For Tina Meseck of Jefferson, Iowa, eating better food is a passion. You can enjoy healthier cupcakes or cookies when they’re made with dominant whole grains, quality starches and less sugar. At Better for You Bakery LLC, Tina single-handedly focuses on creating ready-to-eat granola, all-purpose gluten-free flour and mixes that are free of the most common food allergens, including gluten, soy and peanuts.
Over the past year, Tina and I have chatted numerous times about the challenges and triumphs of being entrepreneurs. Today, she’s sharing the inside scoop on launching, growing and balancing it all as a one-lady healthy food cheerleader who promises sweets can be good (or at least better) for you. Let’s go beyond baking tips and discover some business ideas Tina has for rising entrepreneurs in the food industry.
Mix It Up: Launching a Business
Making the leap to self-employment often sparks mixed emotions. Can you talk about the decision-making process that went into starting your own business?
I actually first started my business baking from home for a farmer’s market in 2014. Customers approached me during the market, looking for gluten-free options and information on where to get my products after the market ended. Their interest set me on a path from hobby summer fun to a full-time business. I did research on locations, additional license requirements [and] insurance, and asked my customers lots of questions as I began business planning.

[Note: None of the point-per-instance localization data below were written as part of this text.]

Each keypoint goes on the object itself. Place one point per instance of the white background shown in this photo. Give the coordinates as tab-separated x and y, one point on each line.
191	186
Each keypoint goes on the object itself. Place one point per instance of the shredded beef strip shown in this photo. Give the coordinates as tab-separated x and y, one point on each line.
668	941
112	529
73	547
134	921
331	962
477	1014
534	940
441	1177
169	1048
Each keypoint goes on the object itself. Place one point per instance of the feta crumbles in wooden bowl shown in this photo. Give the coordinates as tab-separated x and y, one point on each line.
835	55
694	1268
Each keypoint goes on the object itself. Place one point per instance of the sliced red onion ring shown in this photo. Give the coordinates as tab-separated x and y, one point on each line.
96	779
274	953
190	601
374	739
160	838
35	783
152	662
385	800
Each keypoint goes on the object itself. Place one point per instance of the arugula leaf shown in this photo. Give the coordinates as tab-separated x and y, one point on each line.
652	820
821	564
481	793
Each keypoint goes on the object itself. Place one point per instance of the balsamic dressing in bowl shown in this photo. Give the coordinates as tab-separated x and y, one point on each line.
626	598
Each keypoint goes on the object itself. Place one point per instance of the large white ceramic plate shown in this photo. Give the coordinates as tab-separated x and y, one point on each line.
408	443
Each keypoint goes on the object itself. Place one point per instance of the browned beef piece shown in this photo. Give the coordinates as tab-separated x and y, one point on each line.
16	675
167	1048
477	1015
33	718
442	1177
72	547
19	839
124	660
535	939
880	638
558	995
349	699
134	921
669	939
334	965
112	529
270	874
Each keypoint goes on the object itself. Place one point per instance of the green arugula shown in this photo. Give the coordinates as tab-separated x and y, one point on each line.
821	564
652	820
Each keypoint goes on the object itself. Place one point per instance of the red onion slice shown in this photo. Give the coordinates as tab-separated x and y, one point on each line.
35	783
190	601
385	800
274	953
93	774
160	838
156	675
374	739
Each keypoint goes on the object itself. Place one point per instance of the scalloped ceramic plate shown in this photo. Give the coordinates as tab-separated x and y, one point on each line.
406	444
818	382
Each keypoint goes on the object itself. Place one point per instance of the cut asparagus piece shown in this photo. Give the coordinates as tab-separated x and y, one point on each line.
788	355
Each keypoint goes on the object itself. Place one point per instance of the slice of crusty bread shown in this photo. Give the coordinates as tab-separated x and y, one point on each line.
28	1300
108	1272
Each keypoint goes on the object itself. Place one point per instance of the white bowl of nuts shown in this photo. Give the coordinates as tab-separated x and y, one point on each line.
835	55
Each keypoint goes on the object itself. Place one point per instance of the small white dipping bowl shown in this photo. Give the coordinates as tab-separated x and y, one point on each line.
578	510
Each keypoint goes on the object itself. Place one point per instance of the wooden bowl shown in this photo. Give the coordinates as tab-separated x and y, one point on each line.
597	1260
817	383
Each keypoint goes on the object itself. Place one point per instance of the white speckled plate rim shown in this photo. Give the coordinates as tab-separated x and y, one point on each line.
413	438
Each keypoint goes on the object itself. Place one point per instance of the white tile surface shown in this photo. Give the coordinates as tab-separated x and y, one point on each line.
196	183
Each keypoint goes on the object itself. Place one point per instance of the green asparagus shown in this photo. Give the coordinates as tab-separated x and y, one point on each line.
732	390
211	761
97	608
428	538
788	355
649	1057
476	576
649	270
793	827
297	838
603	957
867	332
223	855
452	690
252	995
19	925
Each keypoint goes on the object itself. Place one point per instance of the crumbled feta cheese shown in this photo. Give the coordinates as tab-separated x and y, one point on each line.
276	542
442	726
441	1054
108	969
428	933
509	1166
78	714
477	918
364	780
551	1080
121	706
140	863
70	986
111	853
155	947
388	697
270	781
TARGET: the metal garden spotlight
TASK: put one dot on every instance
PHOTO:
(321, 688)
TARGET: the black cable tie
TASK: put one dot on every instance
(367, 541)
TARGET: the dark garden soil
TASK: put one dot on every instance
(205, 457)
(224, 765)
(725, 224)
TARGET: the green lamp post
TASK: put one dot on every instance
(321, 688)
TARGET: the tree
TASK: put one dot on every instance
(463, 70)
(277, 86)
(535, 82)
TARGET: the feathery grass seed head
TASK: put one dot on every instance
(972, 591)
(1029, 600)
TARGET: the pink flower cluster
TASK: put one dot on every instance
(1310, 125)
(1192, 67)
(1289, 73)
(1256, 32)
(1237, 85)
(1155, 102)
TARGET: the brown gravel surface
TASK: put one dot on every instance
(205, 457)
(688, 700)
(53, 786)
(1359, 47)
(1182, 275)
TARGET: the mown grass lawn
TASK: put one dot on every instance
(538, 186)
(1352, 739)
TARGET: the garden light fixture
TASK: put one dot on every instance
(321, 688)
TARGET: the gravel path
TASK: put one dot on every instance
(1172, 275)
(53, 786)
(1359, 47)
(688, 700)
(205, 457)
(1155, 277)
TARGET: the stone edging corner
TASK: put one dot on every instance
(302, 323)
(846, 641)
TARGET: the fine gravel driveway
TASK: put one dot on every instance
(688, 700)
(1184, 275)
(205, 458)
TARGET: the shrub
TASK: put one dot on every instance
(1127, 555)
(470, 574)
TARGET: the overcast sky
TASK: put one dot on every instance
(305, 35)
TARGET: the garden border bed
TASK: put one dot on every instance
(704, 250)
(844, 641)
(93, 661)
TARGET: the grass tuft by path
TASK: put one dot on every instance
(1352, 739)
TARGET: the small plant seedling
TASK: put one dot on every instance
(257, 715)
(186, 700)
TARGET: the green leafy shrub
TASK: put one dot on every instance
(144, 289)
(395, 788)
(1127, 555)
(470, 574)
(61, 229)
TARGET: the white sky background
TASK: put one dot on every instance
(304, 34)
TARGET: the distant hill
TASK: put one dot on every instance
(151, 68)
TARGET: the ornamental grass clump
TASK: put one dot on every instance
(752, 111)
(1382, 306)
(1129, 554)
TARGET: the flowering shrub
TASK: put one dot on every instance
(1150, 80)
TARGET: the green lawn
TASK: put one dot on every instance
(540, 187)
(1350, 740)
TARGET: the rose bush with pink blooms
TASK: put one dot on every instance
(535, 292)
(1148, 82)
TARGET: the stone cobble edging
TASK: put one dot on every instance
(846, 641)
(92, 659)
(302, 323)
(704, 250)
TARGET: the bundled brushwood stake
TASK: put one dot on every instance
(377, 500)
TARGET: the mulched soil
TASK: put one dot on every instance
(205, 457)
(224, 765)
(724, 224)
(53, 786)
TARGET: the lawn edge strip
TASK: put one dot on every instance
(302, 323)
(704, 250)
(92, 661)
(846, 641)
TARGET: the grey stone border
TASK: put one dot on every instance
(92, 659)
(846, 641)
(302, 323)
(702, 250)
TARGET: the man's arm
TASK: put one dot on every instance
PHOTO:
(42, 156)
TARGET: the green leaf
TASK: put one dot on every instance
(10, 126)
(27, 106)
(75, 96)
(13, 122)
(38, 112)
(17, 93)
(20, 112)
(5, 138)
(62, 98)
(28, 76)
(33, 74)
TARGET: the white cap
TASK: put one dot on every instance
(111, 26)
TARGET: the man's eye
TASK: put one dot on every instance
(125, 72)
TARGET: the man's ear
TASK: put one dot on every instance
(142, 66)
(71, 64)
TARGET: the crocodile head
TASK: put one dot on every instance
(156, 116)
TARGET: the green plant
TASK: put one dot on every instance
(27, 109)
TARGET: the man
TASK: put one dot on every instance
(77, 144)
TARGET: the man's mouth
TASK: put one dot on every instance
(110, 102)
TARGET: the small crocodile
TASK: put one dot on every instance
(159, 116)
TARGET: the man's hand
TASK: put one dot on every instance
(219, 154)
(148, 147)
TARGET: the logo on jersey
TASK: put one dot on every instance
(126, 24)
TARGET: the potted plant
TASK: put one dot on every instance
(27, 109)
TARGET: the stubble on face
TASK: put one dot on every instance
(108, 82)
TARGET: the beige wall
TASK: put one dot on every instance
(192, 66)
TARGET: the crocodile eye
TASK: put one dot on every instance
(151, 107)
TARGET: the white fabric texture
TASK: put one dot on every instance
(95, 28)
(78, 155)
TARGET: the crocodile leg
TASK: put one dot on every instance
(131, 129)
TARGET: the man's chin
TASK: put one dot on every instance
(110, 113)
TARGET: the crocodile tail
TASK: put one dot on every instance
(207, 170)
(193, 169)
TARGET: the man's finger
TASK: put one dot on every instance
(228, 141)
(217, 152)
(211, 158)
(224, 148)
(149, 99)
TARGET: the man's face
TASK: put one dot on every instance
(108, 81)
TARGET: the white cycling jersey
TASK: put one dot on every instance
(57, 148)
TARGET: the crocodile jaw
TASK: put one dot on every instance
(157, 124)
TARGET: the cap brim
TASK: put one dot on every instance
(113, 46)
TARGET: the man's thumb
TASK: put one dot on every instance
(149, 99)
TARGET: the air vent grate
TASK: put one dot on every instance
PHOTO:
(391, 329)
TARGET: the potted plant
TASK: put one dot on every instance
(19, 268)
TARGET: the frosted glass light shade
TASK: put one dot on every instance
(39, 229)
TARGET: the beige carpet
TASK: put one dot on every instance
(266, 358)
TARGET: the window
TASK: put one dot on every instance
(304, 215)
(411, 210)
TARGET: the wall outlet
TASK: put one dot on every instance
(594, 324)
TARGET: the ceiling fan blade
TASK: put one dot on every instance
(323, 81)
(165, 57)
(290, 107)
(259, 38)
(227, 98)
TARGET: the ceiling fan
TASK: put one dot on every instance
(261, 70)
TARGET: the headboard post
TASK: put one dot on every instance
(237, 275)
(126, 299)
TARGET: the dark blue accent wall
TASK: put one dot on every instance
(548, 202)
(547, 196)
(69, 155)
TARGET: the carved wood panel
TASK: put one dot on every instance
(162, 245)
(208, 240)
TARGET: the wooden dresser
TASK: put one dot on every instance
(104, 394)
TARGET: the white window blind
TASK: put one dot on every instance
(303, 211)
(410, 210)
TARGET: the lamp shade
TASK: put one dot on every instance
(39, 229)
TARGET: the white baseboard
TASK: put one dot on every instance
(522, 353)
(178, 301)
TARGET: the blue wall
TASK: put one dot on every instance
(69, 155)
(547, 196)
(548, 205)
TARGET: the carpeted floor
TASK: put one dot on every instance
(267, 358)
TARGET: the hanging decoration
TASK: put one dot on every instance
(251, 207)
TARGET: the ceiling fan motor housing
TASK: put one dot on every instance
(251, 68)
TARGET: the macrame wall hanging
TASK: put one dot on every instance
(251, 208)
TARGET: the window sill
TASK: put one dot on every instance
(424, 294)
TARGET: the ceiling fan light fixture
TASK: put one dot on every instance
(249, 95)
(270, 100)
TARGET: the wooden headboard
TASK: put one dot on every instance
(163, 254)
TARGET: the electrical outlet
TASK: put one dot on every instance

Being viewed as a professional requires effort. How did you prepare to open your doors?
Since my business is in food, I met with the Iowa Department of Inspections and Appeals for guidance on choosing a license and requirements for what I wanted to offer my customers. I attended different business seminars, met with Iowa Small Business Development Centers, talked to other entrepreneurs and took a ServSafe class to certify in Food Safety Management. I also did extensive research and education on the setup of my facility regarding food allergen policies and procedures for safety in shared settings.
Time to Rise: Growing Your Customer Base
Marketing and advertising are critical to a business. As a business-of-one, how do you let the world know about your products and services?
To be honest, this is an area that has been hard for me to figure out. It’s incredibly expensive to outsource. I primarily market on Facebook and talk to anyone and everyone I meet whenever the opportunity presents itself. Customers are the best advocates of my business. I’m currently trying to learn more about social media venues that will expand my reach to more customers, like Pinterest and Instagram.
Which promotional effort has given you the most return on your investment, either financially or in building relationships with your customers?
I’m not sure if this qualifies or not, but I’ve found that store demos and events are one of the best ways to reach more customers personally. There are so many gluten-free products in the marketplace that the ability for customers to try products before they buy and meet the owner of a business is a great way to build that first, lasting impression.
Beyond the Pantry: Keeping It All Organized
Give us a little peek inside your office. Which software, gadgets or business practices help you stay on task and meet customer needs?
I use Wave for all my accounting, invoicing and to keep track of the financial health of my business. Plus, it’s free — an added bonus! And, should I need it at any point, it has pay-to-use payroll options. When it comes to appointments and events, Google Calendar has been great for staying organized and keeping track of important upcoming dates. I deal mostly with business clients, so currently they email or call in their needs. But I’d like to find a system or have one built that businesses could use to more easily order items.
Sugar and Spice: Finding the Right Work-Life Balance
Being an independent contractor commands long days. What do you do to make time for yourself amid your growing to-do list?
I’m actually a bit of a work-in-progress in the area of work-life balance. Currently, I try to make time to exercise daily, read something that isn’t business-related and spend time with my family. Typically, I’ll sit down on Sundays and schedule out the week, organizing the work that needs to get done both personally and professionally into different days to break it up.
For readers who are considering launching their own business, what’s the biggest piece of advice you can give them?
No matter how well you plan, expect that it will cost more, take longer and be harder than you think. Go into it with those expectations and find a good support system that includes other small business entrepreneurs.